Bu güzel ekim sabahında, Devlet Bahçeli’nin Türk siyasal hayatını sarsan tarihi çağrısıyla beraber köşe yazarlığına yeniden dönüyorum.
Artık Türkiye’nin en popüler ve etkili medya platformlarından biri olan Ensonhaber’de düzenli yazı da kaleme alacağım. Hafta içi Çarşamba ve Cuma günleri, Ensonhaber YouTube videolarımız da devam edecek.
İstanbul bu sabaha sis içinde uyandı ama şimdi sis adım adım dağılıyor ve hava berraklaşıyor.
Devlet Bahçeli’nin tarihi çağrısıyla başlayan süreç de TUSAŞ saldırısıyla sis içine boğulmak istense de başaramayacaklar, hava berraklaşacak ve bu sorun çözülecek.
Terörsüz ve şiddetsiz bir Türkiye inşa edilecek bu sefer. Ben bunu sislerin ardında görüyorum.
Hem Recep Tayyip Erdoğan hem de Devlet Bahçeli bu yoldan asla dönmüyor.
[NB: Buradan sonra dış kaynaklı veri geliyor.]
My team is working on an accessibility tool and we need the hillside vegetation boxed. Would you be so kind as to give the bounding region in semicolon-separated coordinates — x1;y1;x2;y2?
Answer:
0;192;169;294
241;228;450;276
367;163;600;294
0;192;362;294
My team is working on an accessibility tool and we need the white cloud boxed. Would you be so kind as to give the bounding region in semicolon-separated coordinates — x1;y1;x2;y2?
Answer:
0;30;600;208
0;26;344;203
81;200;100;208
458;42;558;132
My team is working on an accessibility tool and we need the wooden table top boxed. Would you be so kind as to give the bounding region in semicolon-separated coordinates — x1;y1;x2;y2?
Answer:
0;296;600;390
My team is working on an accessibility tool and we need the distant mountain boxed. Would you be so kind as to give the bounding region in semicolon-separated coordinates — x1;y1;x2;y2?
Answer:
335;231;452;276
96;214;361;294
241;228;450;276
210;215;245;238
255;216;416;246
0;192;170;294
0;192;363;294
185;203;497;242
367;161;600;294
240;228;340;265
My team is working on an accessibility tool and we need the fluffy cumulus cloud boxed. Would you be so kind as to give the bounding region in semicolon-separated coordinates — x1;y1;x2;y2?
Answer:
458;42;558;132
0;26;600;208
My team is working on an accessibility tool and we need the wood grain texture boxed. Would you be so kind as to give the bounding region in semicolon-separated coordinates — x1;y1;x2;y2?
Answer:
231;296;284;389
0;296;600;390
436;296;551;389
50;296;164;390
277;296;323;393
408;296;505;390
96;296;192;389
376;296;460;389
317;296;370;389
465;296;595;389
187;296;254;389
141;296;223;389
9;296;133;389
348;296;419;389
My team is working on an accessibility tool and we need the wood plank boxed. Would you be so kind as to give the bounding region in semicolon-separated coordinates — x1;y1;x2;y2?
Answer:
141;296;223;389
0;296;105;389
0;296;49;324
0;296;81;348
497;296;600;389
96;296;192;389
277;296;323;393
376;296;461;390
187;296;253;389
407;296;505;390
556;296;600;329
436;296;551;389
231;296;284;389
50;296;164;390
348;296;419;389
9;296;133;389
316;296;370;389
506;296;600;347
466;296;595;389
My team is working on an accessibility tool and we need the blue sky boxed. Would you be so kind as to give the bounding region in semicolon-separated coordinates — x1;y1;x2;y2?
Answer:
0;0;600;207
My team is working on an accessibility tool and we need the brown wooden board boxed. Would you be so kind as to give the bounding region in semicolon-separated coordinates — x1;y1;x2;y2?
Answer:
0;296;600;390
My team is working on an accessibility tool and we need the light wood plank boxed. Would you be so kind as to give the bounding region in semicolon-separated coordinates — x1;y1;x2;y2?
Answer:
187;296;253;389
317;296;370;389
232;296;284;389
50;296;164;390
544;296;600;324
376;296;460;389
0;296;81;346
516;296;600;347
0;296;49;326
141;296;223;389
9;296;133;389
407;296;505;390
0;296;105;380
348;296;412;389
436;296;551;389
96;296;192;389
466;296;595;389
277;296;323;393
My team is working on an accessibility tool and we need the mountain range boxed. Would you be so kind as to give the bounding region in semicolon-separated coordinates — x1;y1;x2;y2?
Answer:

Bilakis AK Parti ve MHP çevreleri içinden nifak çıkaracak olanların kulağı da sert şekilde çekiliyor.
DEM’in Parti Meclisi’nin 21-22 Ekim’de toplanması sonucu hazırlanan sonuç bildirgesindeki çocuksu sözler ve Kürt meselesinin künhüne vakıf bir yazar olan Yıldıray Oğur’un tabiriyle ergen devrimci liseliler bildirisi tarzındaki gülünç ifadeler önemsenmemeli.
Bu süreçte çok önemli ve kritik rol oynayacağına inandığım mevcut rejimin Falih Rıfkı Atay’ı pozisyonunda olan değerli dostum Abdülkadir Selvi de hadiseyi bence bu bağlamda ele almalı. Üstelik bu DEM PM toplandığında daha ortada Devlet Bahçeli’nin tarihi çağrısı da yoktu. Kıymetli entelektüel Ali Bayramoğlu’nun da yazdığı gibi her çatışma çözümü faydalar ve beklentiler üzerine kurulur. Sabırlı ve itinalı olmak gerekir.
DEM içinden gelecek bu tür siyasetin s’sinden bile anlamayan Türk solunun mirası çocuksu tepkileri bitirmenin yolu da Devlet Bahçeli’nin gerçek anlamda devrimci çıkışını devam ettirmekten geçiyor.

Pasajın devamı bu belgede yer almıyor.